Vivimos en un mundo donde las decisiones significativas a menudo las toman personas sin previsión. Sin embargo, algunas cosas son predecibles, incluido el hecho de que si un recurso finito se consume continuamente sin reciclarlo, eventualmente se agotará.

Pero cuando nos dirijamos a la luna, nos llevaremos todos nuestros malos hábitos, incluido nuestro impulso de consumo desenfrenado.

Desde el descubrimiento de hielo de agua en la luna por la nave espacial Clementine en 1994, ha habido entusiasmo por la perspectiva de un regreso a la luna. Esto siguió a dos décadas de estancamiento después del final de Apolo, un malestar sintomático de una falta subyacente de incentivos para regresar.

Un video de la Marina de los Estados Unidos que celebra el 25 aniversario de la misión Clementine de la NASA.
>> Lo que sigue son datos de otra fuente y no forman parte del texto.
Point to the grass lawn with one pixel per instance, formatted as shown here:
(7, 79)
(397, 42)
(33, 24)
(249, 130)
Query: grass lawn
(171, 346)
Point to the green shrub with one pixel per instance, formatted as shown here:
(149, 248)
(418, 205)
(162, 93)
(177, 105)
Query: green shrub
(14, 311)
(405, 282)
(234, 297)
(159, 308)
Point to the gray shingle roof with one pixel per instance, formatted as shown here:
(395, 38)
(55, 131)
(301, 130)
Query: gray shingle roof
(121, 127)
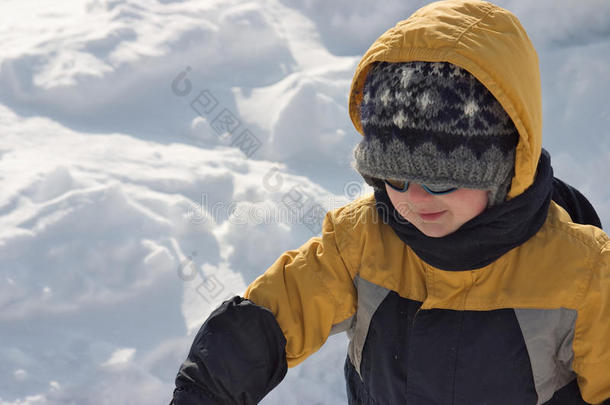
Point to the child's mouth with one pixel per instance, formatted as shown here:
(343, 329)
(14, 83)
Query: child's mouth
(431, 216)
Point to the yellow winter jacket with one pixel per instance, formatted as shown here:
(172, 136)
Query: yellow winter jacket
(564, 265)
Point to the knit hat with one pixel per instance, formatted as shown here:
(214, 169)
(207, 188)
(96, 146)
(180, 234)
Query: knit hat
(436, 124)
Esta agua lo cambió todo. Los depósitos de hielo de agua están en los polos de la luna, escondidos en las profundidades de los cráteres privados para siempre de la luz solar.

Desde entonces, gracias en gran parte a la Estación Espacial Internacional, hemos desarrollado técnicas avanzadas que nos permiten reciclar agua y oxígeno con gran eficiencia. Esto hace que el valor de proporcionar agua local para el consumo humano sea menor, pero a medida que crezca la población humana en la luna, también lo hará la demanda. Entonces, ¿qué hacer con el agua en la luna?

Hay dos respuestas comúnmente sugeridas: almacenamiento de energía utilizando celdas de combustible y combustible y oxidante para la propulsión. Puede prescindir fácilmente del primero: las pilas de combustible reciclan su hidrógeno y oxígeno cuando se recargan por electrólisis con muy pocas fugas.

energía y combustible

El segundo, actualmente la principal razón para la extracción de agua en la luna, es más complejo, pero no más convincente. Vale la pena señalar que SpaceX usa una mezcla de metano y oxígeno en sus cohetes, por lo que no necesitarían propulsor de hidrógeno.

Entonces, lo que se propone es extraer y quemar un recurso precioso y finito, tal como lo hicimos con el petróleo y el gas natural en la Tierra. La tecnología de minería y explotación de recursos en el espacio tiene un nombre técnico: explotación de recursos in situ.

Y aunque el oxígeno no es escaso en la luna (alrededor del 40 por ciento de los minerales de la luna están compuestos de oxígeno), el hidrógeno ciertamente lo es.

extracción de agua de la luna

El hidrógeno es muy útil como agente reductor y como combustible. La luna es una gran reserva de oxígeno en sus minerales, pero requiere hidrógeno u otros agentes reductores para liberarse.

Por ejemplo, la ilmenita es un óxido de hierro y titanio y es un mineral común en la luna. El calentamiento con hidrógeno a unos 1.000 °C lo reduce a agua, metal ferroso (a partir del cual se puede aprovechar la tecnología basada en el hierro) y óxido de titanio. El agua se puede electrolizar en hidrógeno, que se recicla, y oxígeno; este último efectivamente liberado de la ilmenita. Al quemar el hidrógeno obtenido del agua, estamos poniendo en peligro las perspectivas de las generaciones futuras: este es el núcleo de la sostenibilidad.

Pero surgen otros problemas más pragmáticos. ¿Cómo accedemos a estos recursos de hielo de agua enterrados cerca de la superficie lunar? Estás en un terreno literalmente hostil, en cráteres profundos ocultos a la luz solar (no hay energía solar disponible) con temperaturas que rondan los 40 Kelvin o -233°C. A tales temperaturas criogénicas, no tenemos experiencia en la ejecución de operaciones mineras a gran escala.

Los Picos de la Luz Eterna son picos de montañas en la región del Polo Sur que reciben luz solar casi constante. Una propuesta del Laboratorio de Propulsión a Chorro de la NASA es enviar luz solar a los cráteres desde reflectores gigantes ubicados en estos picos.